The four women from West Sacramento chose the Niles precisely because it has character. Bateman was on a work trip, outfitting California Highway Patrol officers with bulletproof vests. Her friends accompanied her, as they usually do.
For Jennifer Engstrom, 61, the Niles brought back memories of the Sutter’s Hotel, the gold-rush-era hotel in Amador County that her great-uncle owned when she was a child. Formerly called the Bellotti Inn, it is said to have once housed tunnels, now filled in, which were used during Prohibition to smuggle alcohol through town.
“This place reminds me a lot,” said Engstrom, who owns a Grocery Outlet in West Sacramento.
Sipping their vodka on Niles’s second-floor landing from glasses brought from home, the women pointed to the old portraits on the walls, making up names and stories about each one.
There was the long-lost cousin who was sent to The War. No specific war, just The War. And another cousin, who was angry because he did not receive the inheritance.
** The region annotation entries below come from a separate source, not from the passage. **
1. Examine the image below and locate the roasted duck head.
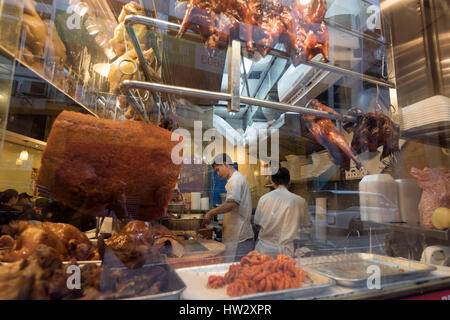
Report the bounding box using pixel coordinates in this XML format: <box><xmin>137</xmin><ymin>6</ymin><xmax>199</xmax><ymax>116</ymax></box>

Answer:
<box><xmin>303</xmin><ymin>99</ymin><xmax>361</xmax><ymax>171</ymax></box>
<box><xmin>178</xmin><ymin>0</ymin><xmax>328</xmax><ymax>65</ymax></box>
<box><xmin>344</xmin><ymin>110</ymin><xmax>400</xmax><ymax>160</ymax></box>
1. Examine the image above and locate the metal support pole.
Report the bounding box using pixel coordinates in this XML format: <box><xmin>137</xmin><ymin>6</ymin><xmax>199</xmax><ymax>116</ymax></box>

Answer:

Bateman pointed to a gilt frame inlaid with flowers, containing sketches of a mustachioed man in a tuxedo and a serious woman in a stiff-collared dress.
“Those are my great-grandparents,” he joked. “Ralph and Ilene. They came from Iowa. They wanted to come to California to find gold. She divorced him because she slept with prostitutes.”
Probably the ghost of ‘that bum’ that lives here,” said Gail Klauer, 70, a retired chief of staff for a Yolo County supervisor, who was there with his wife, Terri LeDoux, a retired prison commandant.
“She’s not a bum,” Bateman said. “You don’t know her.”
Perhaps, they mused, she was the woman whose portrait hung at the end of the room: a pale-skinned young woman, a stole slung from her slender shoulders, looking away from the chamber.
Klauer, imagining the ghostly life of the sex worker, suddenly turned serious.
“Women at that time had no choice,” she said. “They needed to eat. They needed to survive. They may or may not have children that they are supporting. They couldn’t shovel… They couldn’t work in the mines. They couldn’t work in the kitchen. All the cooks were men; the servers were men.” .
If she haunted the hotel, the women said, more power to her.